La régénération naturelle des forêts prônée depuis des années au nom de la biodiversité serait-il à remettre en cause? "C'est une réflexion que l'on devrait avoir", répond Nathalie Boulanger, "quelle biodiversité on veut avoir pour que l'humain puisse évoluer en toute sécurité?"
L'Alsace très touchée
Le professeur Yves Hansmann, infectiologue et chef du pôle des Maladies infectieuses et tropicales le confirme : "Il y a beaucoup de tiques en Alsace et la maladie de Lyme, transmise par les tiques, est très présente dans la région. On a une incidence parmi les plus élevée de France".

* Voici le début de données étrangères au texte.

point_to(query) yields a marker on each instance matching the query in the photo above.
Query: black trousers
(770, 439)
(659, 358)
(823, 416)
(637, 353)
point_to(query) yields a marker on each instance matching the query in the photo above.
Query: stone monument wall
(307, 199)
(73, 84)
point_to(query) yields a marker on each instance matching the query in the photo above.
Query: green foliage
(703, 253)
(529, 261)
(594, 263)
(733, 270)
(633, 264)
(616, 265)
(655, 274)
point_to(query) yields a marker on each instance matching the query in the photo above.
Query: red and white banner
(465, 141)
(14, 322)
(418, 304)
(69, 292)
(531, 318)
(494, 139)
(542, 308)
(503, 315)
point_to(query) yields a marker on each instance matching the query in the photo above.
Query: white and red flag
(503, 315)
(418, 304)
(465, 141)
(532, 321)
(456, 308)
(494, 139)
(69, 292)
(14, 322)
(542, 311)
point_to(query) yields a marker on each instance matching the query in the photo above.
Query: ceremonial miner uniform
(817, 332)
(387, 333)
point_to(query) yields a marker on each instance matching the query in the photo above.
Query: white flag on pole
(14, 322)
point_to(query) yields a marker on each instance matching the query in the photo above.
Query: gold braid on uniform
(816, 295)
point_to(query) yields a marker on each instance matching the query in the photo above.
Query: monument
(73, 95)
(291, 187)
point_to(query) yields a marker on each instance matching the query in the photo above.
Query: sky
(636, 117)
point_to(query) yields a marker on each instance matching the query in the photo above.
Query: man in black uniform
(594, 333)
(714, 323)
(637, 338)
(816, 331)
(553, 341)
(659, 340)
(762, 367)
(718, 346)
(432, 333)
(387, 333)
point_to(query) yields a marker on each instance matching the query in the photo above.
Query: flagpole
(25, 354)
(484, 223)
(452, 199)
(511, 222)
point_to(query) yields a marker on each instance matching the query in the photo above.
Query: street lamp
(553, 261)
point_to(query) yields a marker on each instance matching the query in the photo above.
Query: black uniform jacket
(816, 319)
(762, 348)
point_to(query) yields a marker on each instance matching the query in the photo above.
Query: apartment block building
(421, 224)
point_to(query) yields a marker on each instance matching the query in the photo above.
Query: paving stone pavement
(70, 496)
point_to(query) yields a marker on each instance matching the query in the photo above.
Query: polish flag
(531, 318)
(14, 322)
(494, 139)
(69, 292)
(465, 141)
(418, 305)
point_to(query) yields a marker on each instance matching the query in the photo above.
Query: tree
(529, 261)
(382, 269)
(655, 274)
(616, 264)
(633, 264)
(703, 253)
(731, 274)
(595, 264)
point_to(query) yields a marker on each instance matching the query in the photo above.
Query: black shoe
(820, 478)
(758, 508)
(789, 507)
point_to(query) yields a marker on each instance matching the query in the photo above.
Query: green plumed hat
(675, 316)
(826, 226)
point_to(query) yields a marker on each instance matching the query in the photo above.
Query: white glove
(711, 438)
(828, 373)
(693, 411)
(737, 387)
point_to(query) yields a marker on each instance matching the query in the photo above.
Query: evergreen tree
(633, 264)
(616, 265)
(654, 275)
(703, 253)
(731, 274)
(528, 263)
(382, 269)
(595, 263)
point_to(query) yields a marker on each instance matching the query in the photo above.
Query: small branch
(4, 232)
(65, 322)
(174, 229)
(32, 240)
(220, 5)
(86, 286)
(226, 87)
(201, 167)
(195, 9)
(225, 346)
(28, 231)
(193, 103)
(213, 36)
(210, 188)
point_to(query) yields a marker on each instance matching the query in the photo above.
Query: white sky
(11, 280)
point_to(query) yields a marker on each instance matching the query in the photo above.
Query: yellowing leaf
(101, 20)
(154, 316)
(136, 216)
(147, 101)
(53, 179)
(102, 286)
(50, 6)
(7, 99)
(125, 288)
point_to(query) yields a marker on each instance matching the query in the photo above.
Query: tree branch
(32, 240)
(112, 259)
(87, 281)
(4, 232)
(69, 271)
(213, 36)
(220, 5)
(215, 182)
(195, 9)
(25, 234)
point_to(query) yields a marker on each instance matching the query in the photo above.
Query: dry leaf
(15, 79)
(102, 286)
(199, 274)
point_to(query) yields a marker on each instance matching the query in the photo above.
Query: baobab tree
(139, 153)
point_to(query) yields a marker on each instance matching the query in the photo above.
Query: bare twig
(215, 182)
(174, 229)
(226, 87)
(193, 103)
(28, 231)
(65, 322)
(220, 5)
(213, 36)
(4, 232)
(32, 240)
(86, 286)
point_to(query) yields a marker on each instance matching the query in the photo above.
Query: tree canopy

Le médecin précise : "Il n'y a pas que la maladie de Lyme, même si c'est celle que l'on connait le mieux. Il y a d'autres virus, parasites ou bactéries qui peuvent être transmis et qui sont beaucoup moins connus. L'anaplasmose, la méningoencéphalite à tiques, la babésiose sont des maladies infectieuses qui se manifestent par des fièvres aigües. C'est assez bruyant. Quand on fait le diagnostic, le traitement peut être efficace rapidement. Si on ne fait pas de traitement, cela peut même, parfois, guérir tout seul".
En revanche, la maladie de Lyme est beaucoup plus difficile à identifier au début : "Elle peut évoluer à bas bruit. C'est ce qui la rend plus inquiétante car elle peut évoluer vers des complications : la bactérie se disémine dans l'organisme et peut atteindre des tissus articulaires ou neurologiques et là, le diagnostique est plus difficile à faire. On peut osciller entre un rhumatisme inflammatoire, une arthrose ou une maladie de Lyme".
Il est impératif de détecter la phase primaire de la maladie de Lyme, un érythème rouge à l'endroit où la tique a piqué, afin de déclencher au plus vite le traitement.
En Alsace, 3 à 4.000 personnes développent une maladie liée à la tique chaque année.